Initial risks high for AAV patients needing a kidney transplant: Study
Infections of particular concern, but survival rates favorable over long term
The risk of poor outcomes after a kidney transplant is considerably higher for ANCA-associated vasculitis (AAV) patients with kidney failure than people without the autoimmune disease, ranging from infections and disease relapse to death, a review study reports.
But long-term survival rates for those who make it through the early post-transplant period are favorable overall, with AAV patients showing a cumulative five-year survival rate similar to other kidney transplant patients.
“Renal [kidney] transplantation remains a vital therapeutic option for AAV patients with [kidney failure],” the researchers wrote. The results “reported by our study may guide clinicians in optimizing care of AAV patients undergoing renal transplantation.”
The review study, “Outcomes of Renal Transplantation in ANCA Associated Vasculitis: A Systematic Review and Meta-Analysis,” was published in the journal Annals of Transplantation.
Kidney failure is estimated to occur in up to 40% of AAV patients
AAV typically is caused by ANCAs, self-reactive antibodies that wrongly bind to neutrophils, a type of immune cell. This ultimately triggers an immune reaction against the cells lining blood vessels, and the disease is characterized by inflammation and damage to small blood vessels.
Although a number of organs can be involved, the kidneys are particularly affected, and kidney failure is estimated to develop in 20-40% of AAV patients. A kidney transplant is considered the optimal treatment option for these people, but the approach “is associated with unique complications in this population,” the researchers wrote.
“While individual studies have explored the outcomes of ANCA-associated renal transplantation, no comprehensive meta-analysis of these outcomes is available to date,” they added.
Researchers in Zhejiang, China, systematically reviewed studies published through September 2023 reporting kidney transplant outcomes in people with and without AAV. A total of 23 retrospective studies were included in the analysis, and outcomes reviewed included mortality, survival, disease relapse, and post-transplant infections.
Available data on AAV types indicated that there were more than 400 patients with microscopic polyangiitis, 255 with granulomatosis with polyangiitis, and five with eosinophilic granulomatosis with polyangiitis. Some patients had kidney-limited AAV.
After a transplant, patients were followed for 1.2 to 9.2 years.
Risk of a post-transplant infection more than 50 times higher with AAV
AAV patients had a six times higher risk of disease relapse and a nearly 12 times higher risk of death after a kidney transplant than those without AAV, results showed.
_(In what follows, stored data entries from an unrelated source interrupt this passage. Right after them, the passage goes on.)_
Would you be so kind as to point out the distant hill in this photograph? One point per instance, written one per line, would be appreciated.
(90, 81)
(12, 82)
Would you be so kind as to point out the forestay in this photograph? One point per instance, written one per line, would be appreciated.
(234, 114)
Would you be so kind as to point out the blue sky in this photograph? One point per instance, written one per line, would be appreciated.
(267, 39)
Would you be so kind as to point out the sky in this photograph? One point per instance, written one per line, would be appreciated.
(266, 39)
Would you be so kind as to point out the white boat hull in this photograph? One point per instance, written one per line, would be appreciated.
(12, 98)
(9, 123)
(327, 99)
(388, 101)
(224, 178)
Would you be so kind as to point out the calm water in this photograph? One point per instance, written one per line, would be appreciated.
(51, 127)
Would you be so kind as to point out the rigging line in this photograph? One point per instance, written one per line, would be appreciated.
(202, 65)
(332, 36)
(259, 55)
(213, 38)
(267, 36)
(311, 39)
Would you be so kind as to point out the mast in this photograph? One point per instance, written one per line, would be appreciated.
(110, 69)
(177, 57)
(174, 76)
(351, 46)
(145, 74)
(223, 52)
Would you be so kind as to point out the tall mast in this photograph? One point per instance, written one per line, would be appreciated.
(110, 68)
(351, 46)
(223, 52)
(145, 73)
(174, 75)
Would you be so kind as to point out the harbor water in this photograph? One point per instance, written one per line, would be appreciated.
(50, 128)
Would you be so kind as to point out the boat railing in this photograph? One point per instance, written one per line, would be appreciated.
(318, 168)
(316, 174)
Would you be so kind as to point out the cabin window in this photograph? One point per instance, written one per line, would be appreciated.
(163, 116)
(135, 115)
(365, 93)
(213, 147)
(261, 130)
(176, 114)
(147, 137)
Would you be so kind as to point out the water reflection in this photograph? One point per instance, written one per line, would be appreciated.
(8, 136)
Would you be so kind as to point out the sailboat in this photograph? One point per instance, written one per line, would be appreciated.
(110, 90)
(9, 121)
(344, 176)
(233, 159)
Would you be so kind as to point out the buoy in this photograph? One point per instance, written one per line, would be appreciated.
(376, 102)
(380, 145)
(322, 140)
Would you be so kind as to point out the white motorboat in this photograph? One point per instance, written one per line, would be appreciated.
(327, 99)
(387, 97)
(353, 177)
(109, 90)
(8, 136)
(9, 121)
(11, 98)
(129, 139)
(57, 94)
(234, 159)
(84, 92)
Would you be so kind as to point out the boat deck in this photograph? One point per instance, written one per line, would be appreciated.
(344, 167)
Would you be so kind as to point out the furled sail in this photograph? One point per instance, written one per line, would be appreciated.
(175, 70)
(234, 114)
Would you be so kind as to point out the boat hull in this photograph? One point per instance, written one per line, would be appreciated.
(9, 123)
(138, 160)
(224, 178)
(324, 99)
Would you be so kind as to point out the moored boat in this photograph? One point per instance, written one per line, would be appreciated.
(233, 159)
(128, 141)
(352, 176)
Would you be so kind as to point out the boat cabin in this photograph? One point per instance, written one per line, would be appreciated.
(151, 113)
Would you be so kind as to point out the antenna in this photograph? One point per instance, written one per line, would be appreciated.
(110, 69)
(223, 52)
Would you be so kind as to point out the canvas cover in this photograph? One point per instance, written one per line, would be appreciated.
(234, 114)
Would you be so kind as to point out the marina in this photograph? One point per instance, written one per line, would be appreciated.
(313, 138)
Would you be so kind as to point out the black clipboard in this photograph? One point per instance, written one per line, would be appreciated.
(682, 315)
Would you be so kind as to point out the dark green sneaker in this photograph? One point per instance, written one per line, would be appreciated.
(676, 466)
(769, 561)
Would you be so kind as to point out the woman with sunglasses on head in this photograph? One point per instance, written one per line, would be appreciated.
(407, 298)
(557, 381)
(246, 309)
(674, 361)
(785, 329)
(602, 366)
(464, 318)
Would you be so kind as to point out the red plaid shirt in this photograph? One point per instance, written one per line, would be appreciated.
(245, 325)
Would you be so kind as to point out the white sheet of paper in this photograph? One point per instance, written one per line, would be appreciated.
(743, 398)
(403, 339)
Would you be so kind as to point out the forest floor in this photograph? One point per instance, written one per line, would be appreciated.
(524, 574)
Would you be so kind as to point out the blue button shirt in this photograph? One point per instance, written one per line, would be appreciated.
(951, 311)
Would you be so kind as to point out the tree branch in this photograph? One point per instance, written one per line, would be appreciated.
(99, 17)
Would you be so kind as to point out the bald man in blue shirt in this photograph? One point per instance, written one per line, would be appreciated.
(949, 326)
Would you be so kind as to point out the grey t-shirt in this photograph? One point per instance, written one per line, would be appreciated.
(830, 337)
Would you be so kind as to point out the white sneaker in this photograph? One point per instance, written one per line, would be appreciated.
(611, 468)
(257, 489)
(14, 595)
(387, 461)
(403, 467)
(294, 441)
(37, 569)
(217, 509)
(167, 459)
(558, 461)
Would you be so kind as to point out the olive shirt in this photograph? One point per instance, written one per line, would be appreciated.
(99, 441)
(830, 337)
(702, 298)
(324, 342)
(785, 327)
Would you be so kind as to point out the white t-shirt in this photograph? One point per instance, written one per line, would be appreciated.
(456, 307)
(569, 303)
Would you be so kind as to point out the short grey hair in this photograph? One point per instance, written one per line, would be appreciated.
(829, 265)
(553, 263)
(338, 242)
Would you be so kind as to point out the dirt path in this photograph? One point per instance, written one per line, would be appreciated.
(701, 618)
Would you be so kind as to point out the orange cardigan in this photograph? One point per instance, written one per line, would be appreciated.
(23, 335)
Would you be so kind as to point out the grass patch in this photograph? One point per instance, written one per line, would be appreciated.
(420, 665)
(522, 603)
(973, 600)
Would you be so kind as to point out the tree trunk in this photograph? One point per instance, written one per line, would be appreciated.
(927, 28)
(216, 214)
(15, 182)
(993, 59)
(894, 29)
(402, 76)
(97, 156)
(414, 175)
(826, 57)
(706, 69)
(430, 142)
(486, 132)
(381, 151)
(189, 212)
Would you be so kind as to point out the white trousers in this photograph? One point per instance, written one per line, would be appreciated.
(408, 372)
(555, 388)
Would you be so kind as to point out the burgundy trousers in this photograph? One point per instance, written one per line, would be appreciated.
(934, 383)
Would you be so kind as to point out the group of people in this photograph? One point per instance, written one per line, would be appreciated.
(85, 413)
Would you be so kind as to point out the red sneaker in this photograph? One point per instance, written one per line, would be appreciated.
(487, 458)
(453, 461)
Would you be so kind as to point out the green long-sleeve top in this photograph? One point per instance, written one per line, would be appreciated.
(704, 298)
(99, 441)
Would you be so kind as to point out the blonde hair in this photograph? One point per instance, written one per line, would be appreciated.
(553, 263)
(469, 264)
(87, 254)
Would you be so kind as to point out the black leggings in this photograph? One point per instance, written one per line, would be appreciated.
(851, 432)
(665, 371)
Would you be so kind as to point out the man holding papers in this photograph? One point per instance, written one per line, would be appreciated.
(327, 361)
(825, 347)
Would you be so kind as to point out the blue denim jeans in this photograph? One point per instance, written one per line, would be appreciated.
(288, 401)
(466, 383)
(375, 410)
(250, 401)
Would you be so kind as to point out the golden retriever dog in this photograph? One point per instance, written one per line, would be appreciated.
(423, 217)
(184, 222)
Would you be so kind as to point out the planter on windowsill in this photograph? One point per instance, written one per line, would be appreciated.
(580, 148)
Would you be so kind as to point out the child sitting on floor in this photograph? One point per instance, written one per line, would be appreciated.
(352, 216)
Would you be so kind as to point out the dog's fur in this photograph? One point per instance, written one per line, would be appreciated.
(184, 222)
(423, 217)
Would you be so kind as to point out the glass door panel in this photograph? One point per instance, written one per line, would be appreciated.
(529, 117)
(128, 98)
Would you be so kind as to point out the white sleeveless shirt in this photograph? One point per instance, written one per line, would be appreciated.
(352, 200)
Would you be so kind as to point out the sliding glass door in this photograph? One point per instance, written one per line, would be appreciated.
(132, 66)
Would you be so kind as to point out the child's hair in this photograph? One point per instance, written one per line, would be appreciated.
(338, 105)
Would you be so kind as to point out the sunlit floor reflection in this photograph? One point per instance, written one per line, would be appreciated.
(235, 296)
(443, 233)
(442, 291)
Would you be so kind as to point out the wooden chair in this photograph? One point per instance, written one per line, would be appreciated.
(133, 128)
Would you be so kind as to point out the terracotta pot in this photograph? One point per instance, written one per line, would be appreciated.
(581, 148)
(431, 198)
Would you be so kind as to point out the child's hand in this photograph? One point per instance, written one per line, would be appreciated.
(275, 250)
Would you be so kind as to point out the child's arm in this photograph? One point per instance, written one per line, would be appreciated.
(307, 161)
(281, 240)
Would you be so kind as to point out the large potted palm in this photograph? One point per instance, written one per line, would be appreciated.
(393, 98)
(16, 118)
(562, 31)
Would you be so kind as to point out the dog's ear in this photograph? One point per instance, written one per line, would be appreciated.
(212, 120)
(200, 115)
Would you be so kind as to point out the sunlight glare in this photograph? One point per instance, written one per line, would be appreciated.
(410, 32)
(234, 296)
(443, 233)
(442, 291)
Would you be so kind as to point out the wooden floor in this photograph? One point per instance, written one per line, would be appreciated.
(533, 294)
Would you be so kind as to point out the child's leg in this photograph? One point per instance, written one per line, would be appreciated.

Those with AAV also had a significantly higher risk — about 52 times higher — of infection after a transplant.
According to the researchers, several factors may contribute to this high infection risk, including the use of immunosuppressive therapies to prevent transplant rejection on top of those already used to treat AAV. Immune system suppression can render patients more susceptible to infections and other transplant-related complications.
“The high rate of infections observed in our study further emphasizes the importance of stringent infection control measures in the post-transplantation care of AAV patients,” the scientists wrote.
Nevertheless, survival rates at five or more years after a transplant were similar between AAV patients and those without AAV. This indicates that while AAV patients face grave risks in the initial post-transplant period, including a higher mortality risk, long-term outcomes can be satisfactory.
“Our findings underscore the delicate balance between managing AAV and preventing [transplant] rejection, requiring close post-transplant monitoring and management,” the researchers wrote.
“A comprehensive understanding of the complexities of managing AAV-associated renal transplantation is crucial for providing informed care, mitigating risks, and improving patient outcomes in this population,” the team concluded.